Nearshore‑Leverage: Wie Sie umsetzen, ohne das Kernprodukt auszubremsen
Hier verdient ein erfahrenes Nearshore‑Pod sein Geld. Geben Sie einem in Brazil ansässigen Plattform‑Team ein klares Mandat: die Edge härten, den IdP aufsetzen, Passkeys integrieren und das Migrations‑Harness ohne App‑Rewrites liefern. Ihre Core‑Product‑Squads bleiben für Roadmap‑Features reserviert. Mit 6–8 Stunden Überschneidung und niedrigerer TCO bekommen Sie einen IdP, den Sie besitzen—ohne ein Quartal Feature‑Freeze.

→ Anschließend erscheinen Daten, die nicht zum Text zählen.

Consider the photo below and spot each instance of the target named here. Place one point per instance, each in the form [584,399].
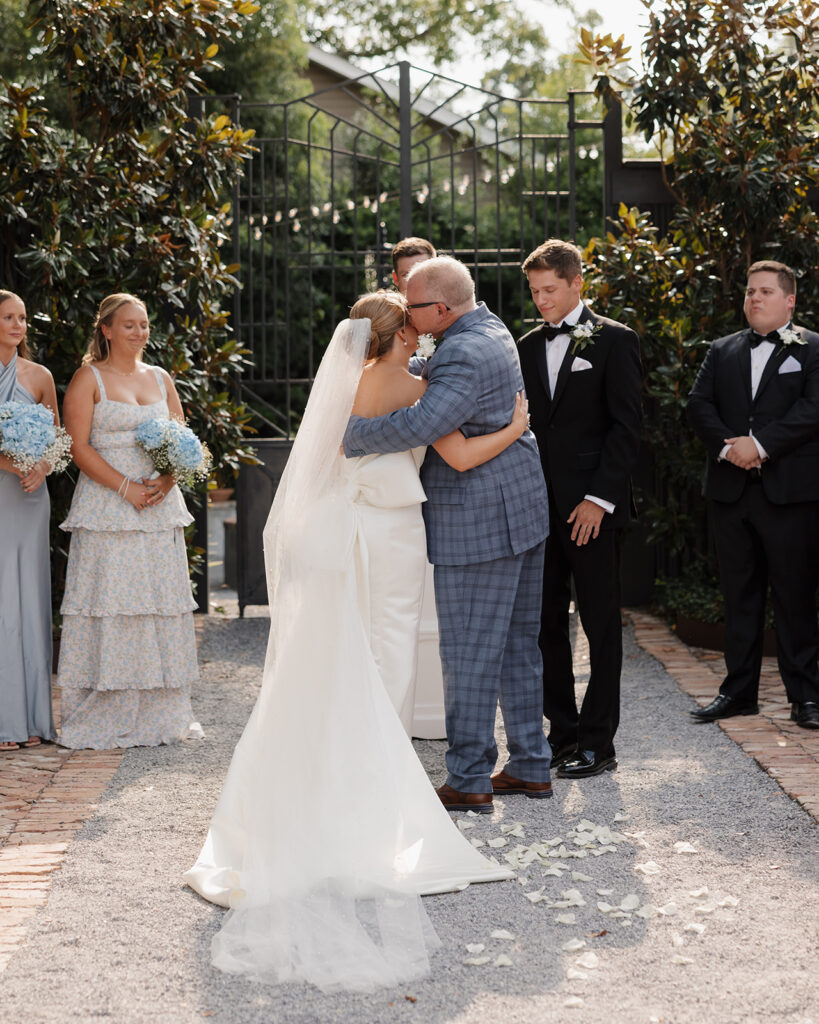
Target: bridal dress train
[328,830]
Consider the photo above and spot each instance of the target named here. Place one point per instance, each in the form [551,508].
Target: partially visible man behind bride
[485,535]
[327,829]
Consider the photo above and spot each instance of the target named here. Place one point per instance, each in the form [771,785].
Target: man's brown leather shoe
[507,784]
[454,800]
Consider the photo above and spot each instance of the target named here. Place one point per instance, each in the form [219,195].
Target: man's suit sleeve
[622,385]
[701,408]
[801,423]
[449,400]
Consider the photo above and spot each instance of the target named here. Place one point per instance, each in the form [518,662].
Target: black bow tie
[552,332]
[757,339]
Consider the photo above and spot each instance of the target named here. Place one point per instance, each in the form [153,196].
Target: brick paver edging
[46,793]
[787,753]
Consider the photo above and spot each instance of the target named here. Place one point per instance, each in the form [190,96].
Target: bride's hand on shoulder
[520,418]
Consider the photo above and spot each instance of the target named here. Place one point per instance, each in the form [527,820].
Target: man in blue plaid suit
[486,528]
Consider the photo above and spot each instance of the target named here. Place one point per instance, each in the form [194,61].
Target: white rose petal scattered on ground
[694,926]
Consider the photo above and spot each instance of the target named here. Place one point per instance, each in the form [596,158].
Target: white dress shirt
[555,353]
[759,359]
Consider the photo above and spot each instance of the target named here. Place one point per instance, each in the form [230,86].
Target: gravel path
[122,939]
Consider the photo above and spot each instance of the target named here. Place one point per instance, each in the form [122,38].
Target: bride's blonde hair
[387,314]
[98,348]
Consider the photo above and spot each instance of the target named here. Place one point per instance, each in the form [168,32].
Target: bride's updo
[387,313]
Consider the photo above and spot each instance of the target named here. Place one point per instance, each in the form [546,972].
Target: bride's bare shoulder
[383,389]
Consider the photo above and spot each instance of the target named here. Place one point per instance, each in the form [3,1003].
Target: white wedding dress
[328,829]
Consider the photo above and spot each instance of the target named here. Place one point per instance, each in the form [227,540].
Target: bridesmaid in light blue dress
[26,717]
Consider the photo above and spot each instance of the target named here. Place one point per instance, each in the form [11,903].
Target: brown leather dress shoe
[508,784]
[454,800]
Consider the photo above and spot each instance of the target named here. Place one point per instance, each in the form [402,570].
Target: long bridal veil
[327,829]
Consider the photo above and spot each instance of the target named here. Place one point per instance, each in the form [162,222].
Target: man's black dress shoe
[563,754]
[806,714]
[724,707]
[587,763]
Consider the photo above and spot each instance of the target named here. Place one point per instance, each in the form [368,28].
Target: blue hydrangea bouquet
[174,449]
[28,433]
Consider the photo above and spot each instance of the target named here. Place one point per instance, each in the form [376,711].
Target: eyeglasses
[423,305]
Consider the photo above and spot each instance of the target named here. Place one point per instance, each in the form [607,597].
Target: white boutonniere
[583,335]
[426,345]
[790,336]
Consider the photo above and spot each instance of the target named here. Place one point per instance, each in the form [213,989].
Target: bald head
[444,280]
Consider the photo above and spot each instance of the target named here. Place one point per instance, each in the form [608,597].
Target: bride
[328,830]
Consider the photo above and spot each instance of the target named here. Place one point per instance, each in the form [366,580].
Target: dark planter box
[712,635]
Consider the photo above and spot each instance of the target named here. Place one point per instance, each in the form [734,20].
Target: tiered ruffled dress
[128,652]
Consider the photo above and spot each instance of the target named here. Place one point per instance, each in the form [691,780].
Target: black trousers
[760,543]
[597,585]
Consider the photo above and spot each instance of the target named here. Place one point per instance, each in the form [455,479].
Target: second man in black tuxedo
[756,407]
[584,381]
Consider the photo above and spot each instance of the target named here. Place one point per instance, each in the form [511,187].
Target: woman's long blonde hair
[387,314]
[23,346]
[98,348]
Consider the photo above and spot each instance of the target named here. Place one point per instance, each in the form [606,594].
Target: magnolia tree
[729,94]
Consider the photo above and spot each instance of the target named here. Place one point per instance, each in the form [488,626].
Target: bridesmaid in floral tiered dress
[128,652]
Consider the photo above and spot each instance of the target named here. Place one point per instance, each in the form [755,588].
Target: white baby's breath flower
[426,345]
[791,337]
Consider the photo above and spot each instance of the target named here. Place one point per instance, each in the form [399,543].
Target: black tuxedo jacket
[589,434]
[783,416]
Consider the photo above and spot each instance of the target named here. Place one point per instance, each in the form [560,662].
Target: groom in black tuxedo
[756,407]
[583,380]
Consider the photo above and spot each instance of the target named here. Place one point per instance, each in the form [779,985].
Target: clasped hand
[157,488]
[742,453]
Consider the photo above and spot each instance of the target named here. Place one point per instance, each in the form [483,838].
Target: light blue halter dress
[25,597]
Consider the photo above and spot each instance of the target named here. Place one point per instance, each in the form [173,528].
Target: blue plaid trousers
[489,619]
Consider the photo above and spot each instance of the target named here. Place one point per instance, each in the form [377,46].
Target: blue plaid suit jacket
[493,510]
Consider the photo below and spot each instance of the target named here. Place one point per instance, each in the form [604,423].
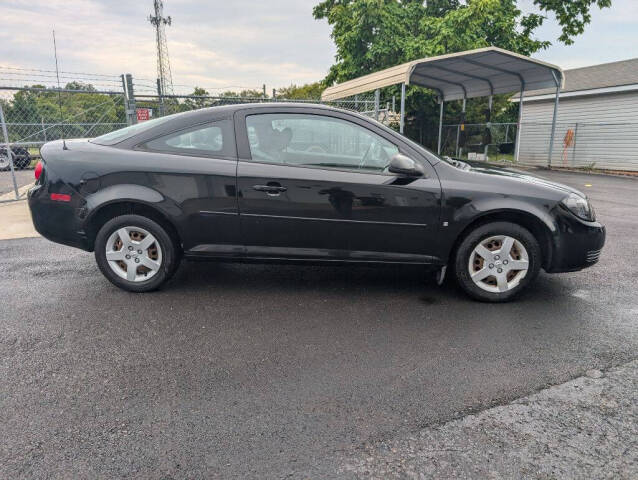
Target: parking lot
[269,371]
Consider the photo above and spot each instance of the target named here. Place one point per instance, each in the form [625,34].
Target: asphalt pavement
[274,371]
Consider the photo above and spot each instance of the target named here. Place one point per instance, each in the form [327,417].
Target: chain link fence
[91,105]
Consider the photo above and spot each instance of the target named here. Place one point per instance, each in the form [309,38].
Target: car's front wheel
[135,253]
[496,261]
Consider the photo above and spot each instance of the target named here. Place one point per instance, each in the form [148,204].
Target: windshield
[117,136]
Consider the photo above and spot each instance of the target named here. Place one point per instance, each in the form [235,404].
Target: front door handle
[270,189]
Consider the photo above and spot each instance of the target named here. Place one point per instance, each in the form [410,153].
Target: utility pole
[163,64]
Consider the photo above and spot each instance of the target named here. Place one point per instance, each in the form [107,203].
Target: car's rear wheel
[135,253]
[5,164]
[496,261]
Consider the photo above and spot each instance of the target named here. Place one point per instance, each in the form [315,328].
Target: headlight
[579,206]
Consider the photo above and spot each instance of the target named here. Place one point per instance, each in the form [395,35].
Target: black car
[302,183]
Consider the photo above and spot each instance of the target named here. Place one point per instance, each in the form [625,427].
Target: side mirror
[402,165]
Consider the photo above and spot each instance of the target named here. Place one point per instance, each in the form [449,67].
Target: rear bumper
[578,244]
[57,221]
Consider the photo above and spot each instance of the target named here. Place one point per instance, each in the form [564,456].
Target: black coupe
[303,183]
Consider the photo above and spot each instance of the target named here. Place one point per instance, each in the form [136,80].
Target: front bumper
[56,221]
[577,243]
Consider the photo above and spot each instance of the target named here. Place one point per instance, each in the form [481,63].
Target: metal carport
[462,75]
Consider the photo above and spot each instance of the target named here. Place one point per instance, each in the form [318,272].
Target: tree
[572,15]
[195,103]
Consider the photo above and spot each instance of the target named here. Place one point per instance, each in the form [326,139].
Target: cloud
[211,44]
[238,43]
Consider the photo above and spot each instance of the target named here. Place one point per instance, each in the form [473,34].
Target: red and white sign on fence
[143,114]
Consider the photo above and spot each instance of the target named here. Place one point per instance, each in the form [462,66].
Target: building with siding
[597,123]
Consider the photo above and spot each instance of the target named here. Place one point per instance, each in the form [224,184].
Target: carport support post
[551,138]
[519,127]
[9,152]
[488,125]
[438,149]
[458,127]
[402,115]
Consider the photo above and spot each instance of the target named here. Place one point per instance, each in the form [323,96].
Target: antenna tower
[163,64]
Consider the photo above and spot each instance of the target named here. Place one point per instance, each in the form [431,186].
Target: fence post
[9,152]
[129,99]
[161,98]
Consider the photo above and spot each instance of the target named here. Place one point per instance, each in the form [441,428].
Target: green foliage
[29,109]
[249,93]
[371,35]
[309,91]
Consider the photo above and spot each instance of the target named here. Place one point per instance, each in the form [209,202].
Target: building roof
[603,76]
[469,74]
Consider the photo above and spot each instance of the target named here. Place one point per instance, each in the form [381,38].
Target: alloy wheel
[498,263]
[133,253]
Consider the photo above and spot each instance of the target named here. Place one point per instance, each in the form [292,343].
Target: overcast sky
[234,43]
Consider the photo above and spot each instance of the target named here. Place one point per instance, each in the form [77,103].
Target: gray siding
[605,130]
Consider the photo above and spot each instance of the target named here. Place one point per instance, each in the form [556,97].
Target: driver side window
[317,141]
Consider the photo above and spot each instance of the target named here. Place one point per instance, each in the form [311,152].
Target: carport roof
[469,74]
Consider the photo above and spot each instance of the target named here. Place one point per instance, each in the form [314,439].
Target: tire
[487,273]
[155,263]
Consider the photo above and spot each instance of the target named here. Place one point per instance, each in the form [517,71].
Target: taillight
[38,169]
[60,197]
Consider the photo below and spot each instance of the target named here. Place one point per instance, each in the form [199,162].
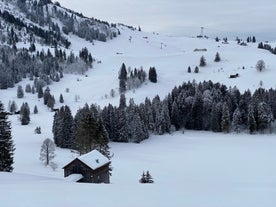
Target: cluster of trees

Wo Sie anfangen zu lesen (und was Sie kopieren, nicht erfinden)
- Die Ankündigung von Cloudflare, selbstverwaltetes OAuth/OIDC mehr Teams zugänglich zu machen, ist ein Wegweiser: Die Edge ist Ihre neue Identity‑Grenze. Nutzen Sie sie.
- Specs kopieren, nicht neu interpretieren: PKCE, PAR, DPoP und WebAuthn.
- Einen IdP auswählen und ausliefern. Keycloak und ZITADEL haben beide vernünftige Defaults für OIDC, Passkeys und Mandantenfähigkeit.
Das Fazit
Die Identitätsschicht ist eine Produktschnittstelle, die Sie besitzen sollten. 2026 sind Tooling, Browser‑Support und Edge‑Primitiven endlich gut genug, dass Sie es können. Wenn Sie Ihre Login‑Box noch mieten, bauen Sie jetzt eine Ausfahrt—bevor Preisänderungen oder ein Ausfall Sie dazu zwingen.
Wesentliche Erkenntnisse
- Selbstverwaltetes OAuth ist jetzt praktikabel: Nutzen Sie die Edge als Identity‑Boundary und halten Sie Apps einfach.
- Passkeys als Standard ausliefern; genau einen Fallback (TOTP) beibehalten. Rechnen Sie mit weniger Resets und weniger ATOs.
- PKCE, PAR und DPoP einführen. Kurzlebige Access Tokens mit rotierenden Refresh‑Tokens sind Pflicht.
- Per App im Strangler‑Modell migrieren, Issuer dual betreiben und loggen, und Flows End‑to‑End mit Headless‑Browsern testen.
- Customer Identity (CIAM) selbst besitzen; Workforce‑SSO beim Vendor belassen, sofern es keinen starken Gegen‑Grund gibt.
- Nearshore‑Pods können IdP und Edge‑Integration liefern, ohne die Core‑Product‑Teams einzufrieren.